Le respect de la vérité et le respect de l’être humain procèdent d’une même exigence éthique. On ne peut prétendre défendre l’un tout en bafouant l’autre. Une société véritablement juste se construit sur la sincérité des engagements, l’honnêteté des paroles et la reconnaissance de l’égale dignité de tous.
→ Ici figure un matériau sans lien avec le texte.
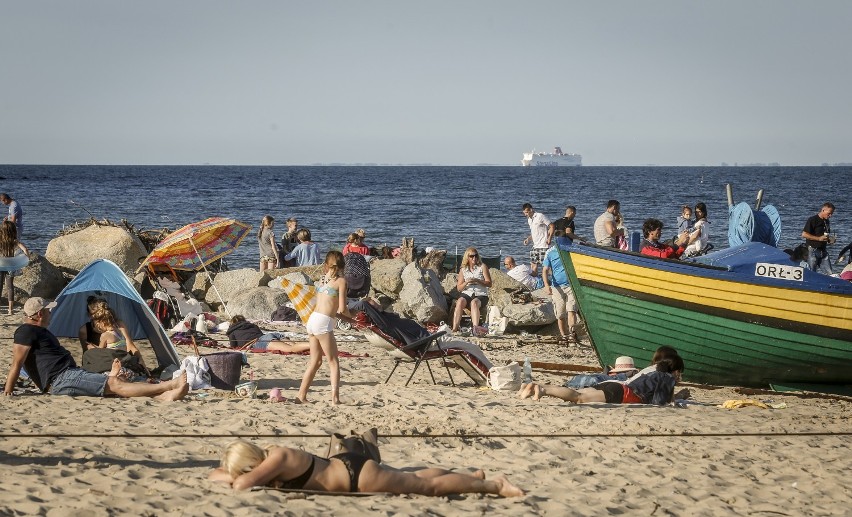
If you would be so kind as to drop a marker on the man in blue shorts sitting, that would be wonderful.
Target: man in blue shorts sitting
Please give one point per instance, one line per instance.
(52, 368)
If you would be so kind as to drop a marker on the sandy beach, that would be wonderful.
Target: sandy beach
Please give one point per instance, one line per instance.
(639, 460)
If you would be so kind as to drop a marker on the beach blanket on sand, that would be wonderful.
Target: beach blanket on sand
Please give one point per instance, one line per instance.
(340, 353)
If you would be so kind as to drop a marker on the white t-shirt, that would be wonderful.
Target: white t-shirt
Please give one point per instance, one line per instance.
(523, 274)
(703, 228)
(538, 229)
(602, 237)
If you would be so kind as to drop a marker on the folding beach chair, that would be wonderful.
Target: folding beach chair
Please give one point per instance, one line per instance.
(412, 343)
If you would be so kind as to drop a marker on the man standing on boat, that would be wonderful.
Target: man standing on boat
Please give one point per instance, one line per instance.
(566, 225)
(558, 287)
(817, 235)
(606, 227)
(541, 233)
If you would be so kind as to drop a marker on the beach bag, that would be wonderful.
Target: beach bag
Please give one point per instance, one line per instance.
(521, 296)
(505, 378)
(99, 360)
(365, 444)
(357, 274)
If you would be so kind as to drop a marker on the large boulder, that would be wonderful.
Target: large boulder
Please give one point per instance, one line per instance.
(257, 303)
(529, 314)
(421, 296)
(313, 272)
(75, 251)
(230, 283)
(297, 277)
(39, 278)
(386, 276)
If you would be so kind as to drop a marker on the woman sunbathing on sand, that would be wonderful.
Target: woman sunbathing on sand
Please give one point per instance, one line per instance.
(653, 385)
(245, 465)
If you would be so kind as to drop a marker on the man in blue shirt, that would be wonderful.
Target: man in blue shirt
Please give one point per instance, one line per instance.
(557, 285)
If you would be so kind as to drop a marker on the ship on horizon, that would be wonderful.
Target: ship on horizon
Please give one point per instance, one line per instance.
(554, 159)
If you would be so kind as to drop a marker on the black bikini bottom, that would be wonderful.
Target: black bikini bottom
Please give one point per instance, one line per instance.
(354, 463)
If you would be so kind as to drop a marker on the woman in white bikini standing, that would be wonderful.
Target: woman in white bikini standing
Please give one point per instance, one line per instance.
(331, 301)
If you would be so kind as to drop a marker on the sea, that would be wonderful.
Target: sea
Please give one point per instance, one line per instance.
(442, 207)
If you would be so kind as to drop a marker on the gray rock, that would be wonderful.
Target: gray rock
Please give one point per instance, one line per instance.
(299, 277)
(529, 314)
(76, 250)
(39, 278)
(386, 276)
(230, 283)
(257, 303)
(421, 296)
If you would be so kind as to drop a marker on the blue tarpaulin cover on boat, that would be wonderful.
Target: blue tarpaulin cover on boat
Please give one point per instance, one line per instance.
(105, 279)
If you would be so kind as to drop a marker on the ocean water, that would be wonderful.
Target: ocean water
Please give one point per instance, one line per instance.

C’est dans cette fidélité à la vérité, à la justice et à l’humanité que se mesure la grandeur des individus comme celle des sociétés.

Par Aissatou Chérif Baldé

Un commentaire

  1. Au-delà de sa portée religieuse, cette réflexion renvoie à une réalité sociologique et politique préoccupante en Guinée. Lorsqu’un serment perd sa valeur morale et que la parole publique cesse d’engager ceux qui la prononcent, c’est le lien de confiance entre les citoyens et les institutions qui se fragilise. Or, toute société repose sur un minimum de confiance, de crédibilité et de respect des engagements.
    Aujourd’hui, la Guinée traverse une période où les clivages éthiques semblent s’accentuer. Les promesses non tenues, les engagements reniés et la perception d’une justice à géométrie variable alimentent un sentiment de désillusion. Cette crise de confiance ne se limite pas au domaine politique ; elle s’étend progressivement aux relations sociales, où les appartenances communautaires, régionales ou ethniques tendent parfois à prendre le pas sur le sentiment d’appartenance à une même nation.
    D’un point de vue sociologique, lorsque les règles communes ne sont plus perçues comme équitables ou appliquées de manière impartiale, les individus cherchent naturellement refuge dans leurs solidarités primaires : la famille, l’ethnie, la région ou le groupe d’appartenance. Ce phénomène renforce les fractures sociales et nourrit la méfiance réciproque, au détriment de la cohésion nationale.
    Sur le plan politique, le respect de la parole donnée et des engagements publics constitue pourtant un fondement de la légitimité de l’action publique. La confiance dans les institutions ne peut se construire durablement sans une culture de responsabilité, de transparence et de redevabilité. Lorsque les citoyens perçoivent un écart persistant entre les discours et les actes, ils peuvent développer un sentiment de désengagement, voire de défiance, qui affaiblit le pacte social.
    Dans ce contexte, la vérité, la sincérité et le respect de la dignité humaine ne relèvent pas seulement de valeurs religieuses ou morales ; elles deviennent des exigences politiques et civiques indispensables à la stabilité du pays. La lutte contre les discours de division, les discriminations et les logiques d’exclusion est une responsabilité collective qui incombe aussi bien aux dirigeants qu’aux citoyens, aux leaders religieux, aux acteurs de la société civile et aux médias.
    L’avenir de la Guinée dépendra en grande partie de sa capacité à reconstruire une confiance fondée sur le respect de la parole donnée, l’égalité devant la loi et la reconnaissance de chaque citoyen dans sa pleine dignité. Une nation ne se consolide ni par la peur, ni par les divisions, mais par la force de ses institutions, l’exemplarité de ses dirigeants et l’engagement de ses citoyens en faveur de l’intérêt général.